Coming almost three months after Standard & Poor's issuing of a “negative” outlook on U.S. government debt, Moody’s warning shouldn’t be taken lightly by Washington and Wall Street alike — as it is a crude reminder to both politicians and investors that there is another factor that determines interest rates: sovereign debt risk. And the European experience has already taught both parties what even a small dose of sovereign risk can do to credit and equity markets — especially to counties with heavy foreign debt.

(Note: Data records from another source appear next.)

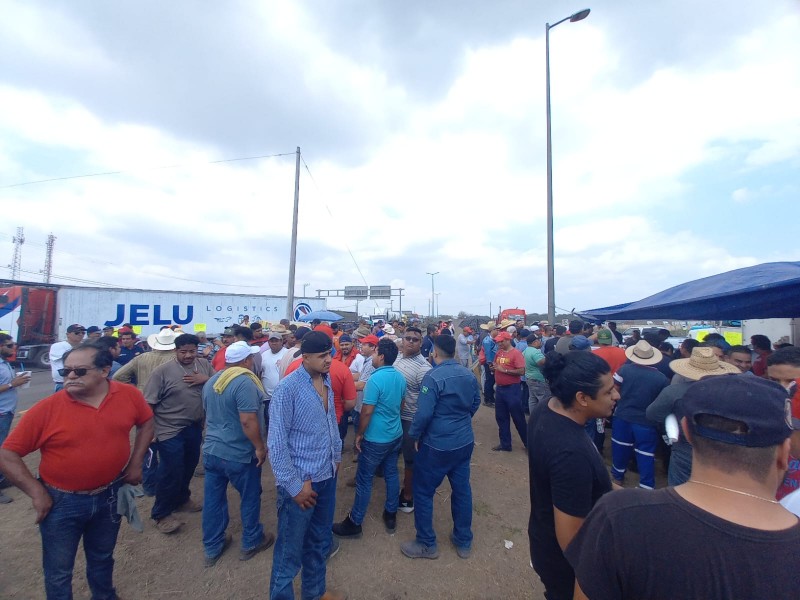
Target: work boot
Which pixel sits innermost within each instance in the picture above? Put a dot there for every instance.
(168, 525)
(190, 506)
(346, 529)
(390, 521)
(414, 549)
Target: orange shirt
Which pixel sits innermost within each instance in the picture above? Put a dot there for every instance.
(82, 447)
(508, 359)
(342, 384)
(613, 355)
(218, 362)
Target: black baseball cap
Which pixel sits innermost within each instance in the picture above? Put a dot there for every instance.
(763, 406)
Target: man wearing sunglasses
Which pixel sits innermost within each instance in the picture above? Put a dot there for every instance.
(9, 382)
(413, 367)
(83, 435)
(75, 334)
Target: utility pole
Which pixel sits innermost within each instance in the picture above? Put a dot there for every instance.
(293, 253)
(433, 291)
(48, 258)
(16, 262)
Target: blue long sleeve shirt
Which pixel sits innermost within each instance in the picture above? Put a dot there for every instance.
(303, 438)
(489, 348)
(448, 399)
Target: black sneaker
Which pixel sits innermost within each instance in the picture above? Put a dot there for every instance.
(501, 449)
(406, 506)
(334, 549)
(346, 529)
(390, 521)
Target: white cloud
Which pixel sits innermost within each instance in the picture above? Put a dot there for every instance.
(455, 184)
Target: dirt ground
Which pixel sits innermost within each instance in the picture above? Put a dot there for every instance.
(151, 565)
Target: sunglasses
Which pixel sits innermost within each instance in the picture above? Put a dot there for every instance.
(79, 372)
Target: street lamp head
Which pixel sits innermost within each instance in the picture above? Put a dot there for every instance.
(580, 16)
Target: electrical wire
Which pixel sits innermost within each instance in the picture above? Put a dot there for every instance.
(327, 208)
(107, 173)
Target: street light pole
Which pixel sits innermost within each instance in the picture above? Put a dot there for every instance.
(433, 292)
(551, 292)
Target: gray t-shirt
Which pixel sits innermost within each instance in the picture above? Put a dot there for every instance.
(225, 437)
(366, 371)
(413, 369)
(175, 404)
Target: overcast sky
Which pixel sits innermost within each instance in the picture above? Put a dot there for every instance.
(676, 145)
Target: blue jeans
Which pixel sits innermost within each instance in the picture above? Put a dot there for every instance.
(429, 471)
(304, 540)
(643, 439)
(246, 479)
(150, 470)
(488, 384)
(178, 458)
(5, 427)
(508, 407)
(72, 517)
(343, 424)
(374, 455)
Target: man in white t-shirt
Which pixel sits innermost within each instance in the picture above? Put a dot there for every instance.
(75, 334)
(271, 354)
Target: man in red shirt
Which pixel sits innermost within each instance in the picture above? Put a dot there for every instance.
(83, 434)
(508, 367)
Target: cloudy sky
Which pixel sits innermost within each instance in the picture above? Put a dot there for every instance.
(676, 142)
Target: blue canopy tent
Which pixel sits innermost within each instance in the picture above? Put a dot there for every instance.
(769, 290)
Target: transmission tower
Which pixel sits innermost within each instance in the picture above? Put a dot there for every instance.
(48, 258)
(16, 263)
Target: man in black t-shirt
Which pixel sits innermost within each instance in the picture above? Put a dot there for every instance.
(567, 474)
(720, 535)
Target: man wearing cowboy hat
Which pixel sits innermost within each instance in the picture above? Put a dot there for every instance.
(702, 363)
(464, 346)
(138, 371)
(639, 382)
(489, 352)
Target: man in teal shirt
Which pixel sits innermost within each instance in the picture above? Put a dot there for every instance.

Though a European-style crisis is very unlikely for the time being, the two warnings will change the Wall Street game in a number of ways:

  1. They will raise uncertainty, as markets will trade more on political news and less on fundamentals.
  2. They will undermine the Fed’s ability to launch another round of QE, as it will raise the likelihood of a downgrade that will drive long-term interest rates higher. The Fed may be priced out of the put market.
  3. They will shave earnings expectations to allow for the prospect of an eventual downgrade.
  4. They will make U.S. assets less appealing to overseas investors, as they have to be re-priced.
  5. They will make it increasingly difficult for Washington to continue its free spending policy.

Wall Street may have to return to the “old” boring mentality where traders cannot count on the Fed and Washington puts. Investors may want to buy their own puts to protect themselves against growing uncertainty with four trades:

1.Buy iPath S&P 500 VIX Short-term Futures ETN (NYSEARCA:VXX) to profit from rising volatility as investor sentiment will frequently shift from bullish to bearish and vice-versa with the release of government indicators that may give conflicting signals on the economy.

2.Trim long positions in iShares Barclays 20 year Treasuries (NYSEARCA:TLT) or even consider buying Proshares UltraShort Lehman 20+ Treasuries (NYSEARCA:TBT).

3.Trade commodities on the short side of the market with ETFs, like SPDR gold shares (NYSEARCA:GLD) and Ishares Silver Trust (NYSEARCA:SLV), and Oil Service Holders Trust (NYSEARCA:OIH) that have been benefited from QE2 and free hand spending from Washington.

4. Trade on the long side defensive stocks with solid fundamentals and a good dividends like Pfizer, Inc. (NYSE:PFE), and Bristol-Myers Squibb (NYSE:BMY) that recently announced positive results of the late stage trial of blood thinner Eliquis.